December 5th, 2007 at 4:47 pm
Aiming for 45 % conversion is stretching it, when Spectrolab can only get to 40.7 %. It’s very unlikely they will be able to get up equal to Spectrolab in under 3 years. I’ve never seen anything in the quantum dot/photovoltaic literature that has actually boosted a bulk cell’s efficiency by up or down conversion.
$5.5 million is barely enough money to operate a molecular beam epitaxy machine for a few years in a corporate environment. If these guys are using one of the research machines at the NRC then this clearly isn’t a manufacturing operation, but a R&D one. That’s ok, but scaling up would be slow, since any ultra-high vacuum system is going to have a couple years of bugs to work through.

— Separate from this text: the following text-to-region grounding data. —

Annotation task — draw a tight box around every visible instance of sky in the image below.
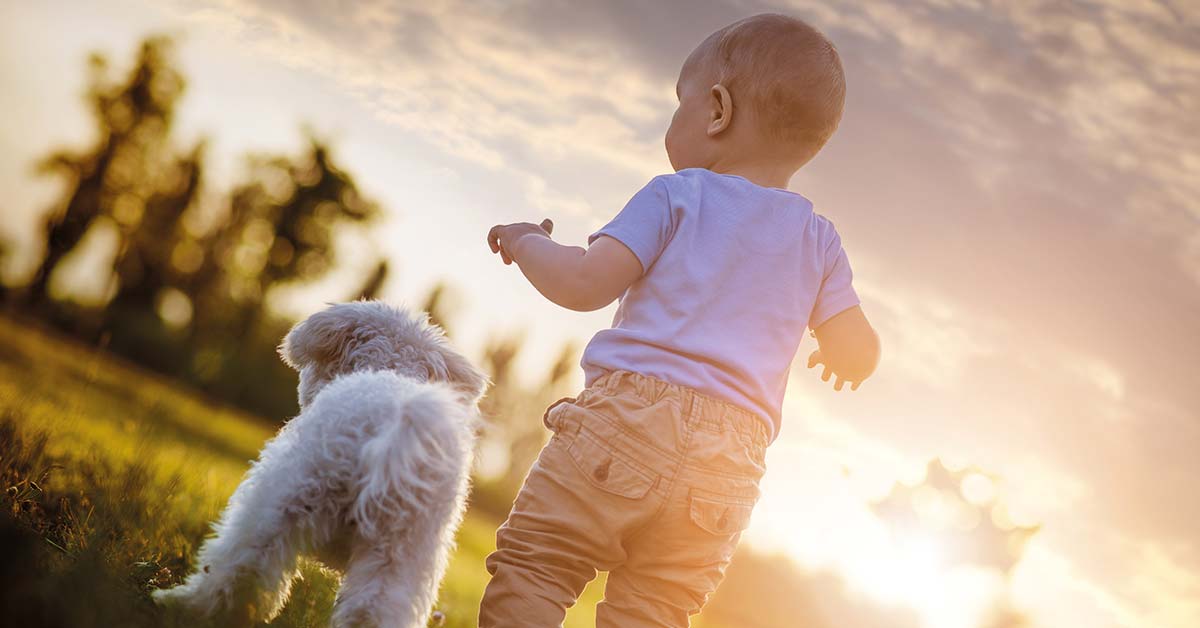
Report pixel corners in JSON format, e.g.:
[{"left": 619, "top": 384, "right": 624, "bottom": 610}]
[{"left": 1, "top": 1, "right": 1198, "bottom": 627}]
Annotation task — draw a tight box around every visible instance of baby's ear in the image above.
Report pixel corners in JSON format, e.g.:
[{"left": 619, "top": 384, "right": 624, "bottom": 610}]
[{"left": 279, "top": 306, "right": 353, "bottom": 370}]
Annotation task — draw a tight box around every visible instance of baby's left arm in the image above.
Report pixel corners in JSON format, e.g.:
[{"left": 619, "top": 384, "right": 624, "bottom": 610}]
[{"left": 487, "top": 219, "right": 642, "bottom": 312}]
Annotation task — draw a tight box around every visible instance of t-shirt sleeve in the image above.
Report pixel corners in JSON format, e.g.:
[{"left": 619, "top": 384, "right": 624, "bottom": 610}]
[
  {"left": 587, "top": 177, "right": 676, "bottom": 273},
  {"left": 809, "top": 229, "right": 861, "bottom": 329}
]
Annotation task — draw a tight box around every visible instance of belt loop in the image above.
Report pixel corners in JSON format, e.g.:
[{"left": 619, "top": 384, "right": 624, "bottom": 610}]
[{"left": 682, "top": 386, "right": 696, "bottom": 424}]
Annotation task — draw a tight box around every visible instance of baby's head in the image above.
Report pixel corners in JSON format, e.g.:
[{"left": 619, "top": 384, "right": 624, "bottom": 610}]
[{"left": 666, "top": 14, "right": 845, "bottom": 173}]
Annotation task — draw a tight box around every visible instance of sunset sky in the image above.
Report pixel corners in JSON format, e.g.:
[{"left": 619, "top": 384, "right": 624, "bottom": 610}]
[{"left": 2, "top": 1, "right": 1198, "bottom": 627}]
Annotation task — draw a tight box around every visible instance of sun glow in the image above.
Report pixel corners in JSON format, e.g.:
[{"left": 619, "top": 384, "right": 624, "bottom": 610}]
[
  {"left": 753, "top": 448, "right": 1030, "bottom": 628},
  {"left": 845, "top": 530, "right": 1003, "bottom": 628},
  {"left": 854, "top": 533, "right": 947, "bottom": 604}
]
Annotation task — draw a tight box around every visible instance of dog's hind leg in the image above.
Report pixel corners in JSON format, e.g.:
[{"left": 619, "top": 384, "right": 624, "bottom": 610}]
[
  {"left": 331, "top": 395, "right": 473, "bottom": 627},
  {"left": 331, "top": 526, "right": 445, "bottom": 628},
  {"left": 332, "top": 542, "right": 407, "bottom": 628}
]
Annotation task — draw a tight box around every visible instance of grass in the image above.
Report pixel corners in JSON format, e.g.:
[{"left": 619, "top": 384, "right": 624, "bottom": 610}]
[{"left": 0, "top": 315, "right": 609, "bottom": 627}]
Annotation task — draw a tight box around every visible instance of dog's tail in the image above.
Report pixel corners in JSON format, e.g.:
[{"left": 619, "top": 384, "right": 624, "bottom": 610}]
[{"left": 352, "top": 380, "right": 475, "bottom": 540}]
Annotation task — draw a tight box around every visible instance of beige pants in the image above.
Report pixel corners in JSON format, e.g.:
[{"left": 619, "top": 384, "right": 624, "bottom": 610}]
[{"left": 479, "top": 370, "right": 768, "bottom": 628}]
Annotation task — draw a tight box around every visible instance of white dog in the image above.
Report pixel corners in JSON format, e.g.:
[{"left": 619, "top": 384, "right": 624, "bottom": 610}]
[{"left": 154, "top": 301, "right": 488, "bottom": 627}]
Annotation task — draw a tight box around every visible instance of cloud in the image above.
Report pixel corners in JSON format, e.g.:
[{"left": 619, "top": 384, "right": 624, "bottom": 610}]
[
  {"left": 166, "top": 0, "right": 674, "bottom": 233},
  {"left": 854, "top": 278, "right": 998, "bottom": 389},
  {"left": 1131, "top": 541, "right": 1200, "bottom": 628},
  {"left": 792, "top": 0, "right": 1200, "bottom": 277},
  {"left": 164, "top": 0, "right": 1200, "bottom": 288}
]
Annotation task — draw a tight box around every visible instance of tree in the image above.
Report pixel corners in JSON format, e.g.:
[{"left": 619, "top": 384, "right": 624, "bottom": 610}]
[
  {"left": 185, "top": 137, "right": 380, "bottom": 340},
  {"left": 349, "top": 260, "right": 390, "bottom": 302},
  {"left": 25, "top": 37, "right": 185, "bottom": 305},
  {"left": 106, "top": 141, "right": 205, "bottom": 322},
  {"left": 166, "top": 137, "right": 383, "bottom": 416},
  {"left": 473, "top": 333, "right": 578, "bottom": 498},
  {"left": 5, "top": 35, "right": 390, "bottom": 420}
]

In any event, such cells are generally aimed at the space market, not roof-tops. They are quite expensive.
December 7th, 2007 at 9:08 pm
James,
These multi-junction PVs are way more expensive than normal PV. Other than space applications they only become cost effective when you put them in systems using solar concentrators (mirrors or lenses, and sun tracking system) to focus very strong beams of sunlight on them.
SolFocus (SolFocus.com) is one interesting technology that might make these high efficiency cells more suitable for terrestrial applications. Though it still requires tracking the sun, so probably not residential.